Plichten van de patiënt
-de patiënt informeert de hulpverlener zo goed mogelijk en verleent uw medewerking die nodig is voor een goede zorgverlening;
-de patiënt moet de hulpverlener of zorginstelling betalen.
Rechten en plichten van de hulpverlener
- De belangrijkste plicht van een hulpverlener is het verlenen van goede zorg;
- Een hulpverlener heeft daarbij het recht om zijn eigen beslissingen te nemen. Hij hoeft niet zonder meer te doen wat een patiënt of diens vertegenwoordiger hem vraagt. Als een hulpverlener van mening is dat een bepaalde behandeling onredelijk of medisch niet noodzakelijk is, mag hij weigeren deze uit te voeren;
-De hulpverlener laat zich bij nemen van zijn beslissingen leiden door zijn eigen deskundigheid en professionele standaarden die gelden voor de beroepsgroep.
De de overheid heeft wettelijk vastgelegd wat 'goede zorg' inhoudt. En wat er moet gebeuren als mensen een klacht hebben over de zorg. Dit staat in de Wet kwaliteit, klachten en geschillen zorg (Wkkgz). De Wkkgz geldt voor alle zorgaanbieders. Zowel voor zorginstellingen als vrijgevestigde hulp- of zorgverleners. De Wkkgz geldt niet voor aanbieders van jeugdhulp in het kader van de Jeugdwet.
In de Wkkgz wordt onder meer geregeld:
In Wat u als zorgaanbieder moet regelen leest u in een aantal veel gestelde vragen, met antwoorden van de overheid.

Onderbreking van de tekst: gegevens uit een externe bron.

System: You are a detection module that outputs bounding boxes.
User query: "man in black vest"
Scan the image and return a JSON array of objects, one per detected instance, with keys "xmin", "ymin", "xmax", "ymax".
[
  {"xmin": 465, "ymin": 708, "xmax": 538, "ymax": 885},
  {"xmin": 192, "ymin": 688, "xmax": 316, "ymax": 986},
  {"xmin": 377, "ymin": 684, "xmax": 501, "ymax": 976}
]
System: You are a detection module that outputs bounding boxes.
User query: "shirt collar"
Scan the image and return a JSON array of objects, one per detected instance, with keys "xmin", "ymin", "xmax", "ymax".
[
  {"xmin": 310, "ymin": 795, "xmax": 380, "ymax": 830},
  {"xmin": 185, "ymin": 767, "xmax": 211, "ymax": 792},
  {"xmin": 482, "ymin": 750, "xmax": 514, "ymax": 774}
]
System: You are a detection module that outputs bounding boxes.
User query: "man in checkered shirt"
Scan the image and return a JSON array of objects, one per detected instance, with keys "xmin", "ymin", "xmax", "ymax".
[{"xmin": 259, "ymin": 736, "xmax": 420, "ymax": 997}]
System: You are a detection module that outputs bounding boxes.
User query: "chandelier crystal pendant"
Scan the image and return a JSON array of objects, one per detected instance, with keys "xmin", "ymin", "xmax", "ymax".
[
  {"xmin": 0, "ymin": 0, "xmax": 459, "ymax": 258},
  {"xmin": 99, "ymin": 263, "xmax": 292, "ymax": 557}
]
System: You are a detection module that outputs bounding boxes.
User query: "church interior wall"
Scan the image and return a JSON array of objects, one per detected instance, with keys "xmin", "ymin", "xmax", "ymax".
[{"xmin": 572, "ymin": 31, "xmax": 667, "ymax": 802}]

Op 1 juli 2013 is de Wet verplichte meldcode huiselijk geweld en kindermishandeling in werking is getreden. Organisaties en zelfstandige zorgaanbieders zijn verplicht een meldcode huiselijk geweld en kindermishandeling te hebben en adequaat gebruik daarvan te bevorderen. De meldcode bestaat uit een stappenplan voor professionals bij signalen van huiselijk geweld of kindermishandeling. Doel van de wet is om professionals te ondersteunen in een tijdige en effectieve aanpak van geweld in huiselijke kring.
Het hanteren van een meldcode voor huiselijk geweld en kindermishandeling geldt voor organisaties en zelfstandige beroepskrachten in de (jeugd)gezondheidszorg, het onderwijs, de kinderopvang, de jeugdzorg en de maatschappelijke ondersteuning en eveneens voor politie en justitie.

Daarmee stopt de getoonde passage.